Brexit hit UK manufacturing harder than initially estimated

Published Mon, Aug 1, 2016 · 09:05 AM

[LONDON] UK manufacturing shrank more than initially forecast in July, suffering its biggest drop in more than three years.

A Purchasing Managers' Index slumped to 48.2, below the one-off flash reading of 49.1, Markit Economics said Monday in London. The index has only fallen below the 50 mark - which separates expansion from contraction - one other time since early 2013. The index was at 52.4 in June.

The report suggests that Britain's decision to leave the European Union may have a harsher impact on the economy than initially expected. Markit's flash estimates published last month had already signalled that business activity was shrinking at its fastest pace since the last recession seven years ago. That prompted Bank of England official Martin Weale to change tack and back his colleagues' call for easing this week.

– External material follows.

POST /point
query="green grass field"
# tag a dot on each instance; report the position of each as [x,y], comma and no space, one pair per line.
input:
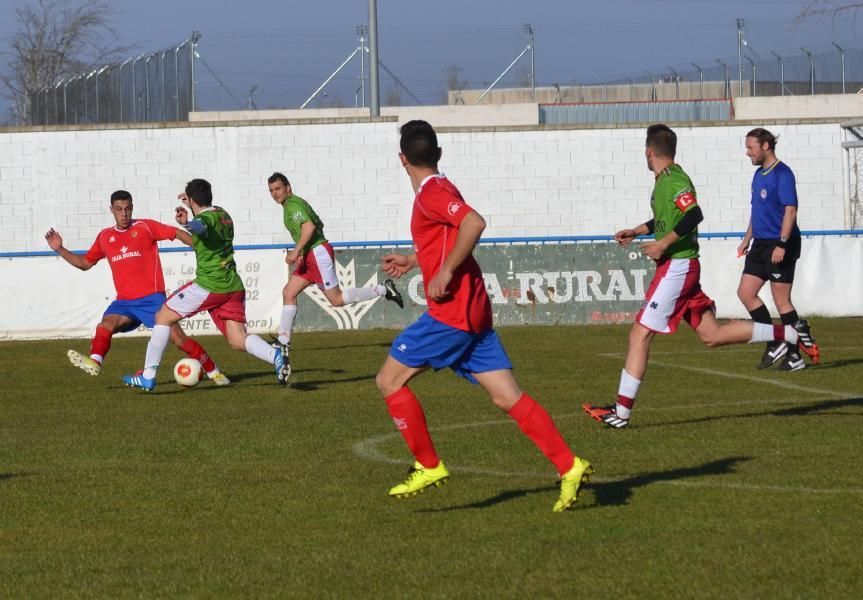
[730,482]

BOE policy makers kept the benchmark rate at a record-low 0.5 per cent in July and signalled that stimulus was likely in August. The nine-member Monetary Policy Committee announces its next decision on Thursday, when it will also publish new forecasts for growth and inflation.

"The weak numbers provide powerful arguments for swift policy action," said Rob Dobson, an economist at Markit.

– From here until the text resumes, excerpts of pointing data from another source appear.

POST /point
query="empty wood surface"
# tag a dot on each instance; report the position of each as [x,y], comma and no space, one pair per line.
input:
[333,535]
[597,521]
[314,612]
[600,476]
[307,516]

"The downturn was felt across industry, with output scaled back across firms of all sizes and across the consumer, intermediate and investment goods sectors."

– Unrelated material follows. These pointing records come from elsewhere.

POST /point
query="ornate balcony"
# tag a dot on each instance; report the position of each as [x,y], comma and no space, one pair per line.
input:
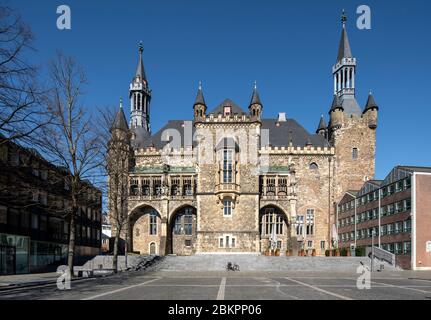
[228,188]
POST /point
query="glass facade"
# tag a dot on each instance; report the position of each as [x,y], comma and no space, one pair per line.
[44,254]
[14,248]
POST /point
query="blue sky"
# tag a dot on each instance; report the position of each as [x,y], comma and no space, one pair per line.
[288,47]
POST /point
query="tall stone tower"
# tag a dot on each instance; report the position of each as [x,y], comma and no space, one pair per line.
[351,131]
[118,163]
[140,98]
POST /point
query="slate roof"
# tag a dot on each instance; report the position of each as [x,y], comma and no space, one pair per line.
[227,102]
[280,133]
[371,103]
[344,46]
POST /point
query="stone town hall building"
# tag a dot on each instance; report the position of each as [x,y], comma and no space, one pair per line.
[229,179]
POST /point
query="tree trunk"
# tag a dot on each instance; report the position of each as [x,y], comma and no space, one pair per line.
[71,248]
[115,253]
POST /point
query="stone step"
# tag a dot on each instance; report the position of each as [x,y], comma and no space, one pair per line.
[218,262]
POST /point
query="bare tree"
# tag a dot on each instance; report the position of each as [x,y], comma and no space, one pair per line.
[117,159]
[21,113]
[71,141]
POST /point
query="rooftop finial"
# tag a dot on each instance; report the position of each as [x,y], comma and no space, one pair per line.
[343,18]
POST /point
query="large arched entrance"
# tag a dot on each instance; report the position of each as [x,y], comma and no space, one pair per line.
[182,231]
[145,231]
[274,224]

The decline in production was the steepest since October 2012, Markit said. New orders also contracted, suggesting uncertainty in the domestic market offset any boost to exports from the weaker pound.

While manufacturing exports were the only bright spot in the initial report, Markit said that the improvement was "less marked than previously estimated" due to sluggish overseas demand. The drop in the currency pushed input-cost inflation to a five-year high.

Employment fell for a seventh month in July, with firms linking lower staffing to the drop in output and new orders.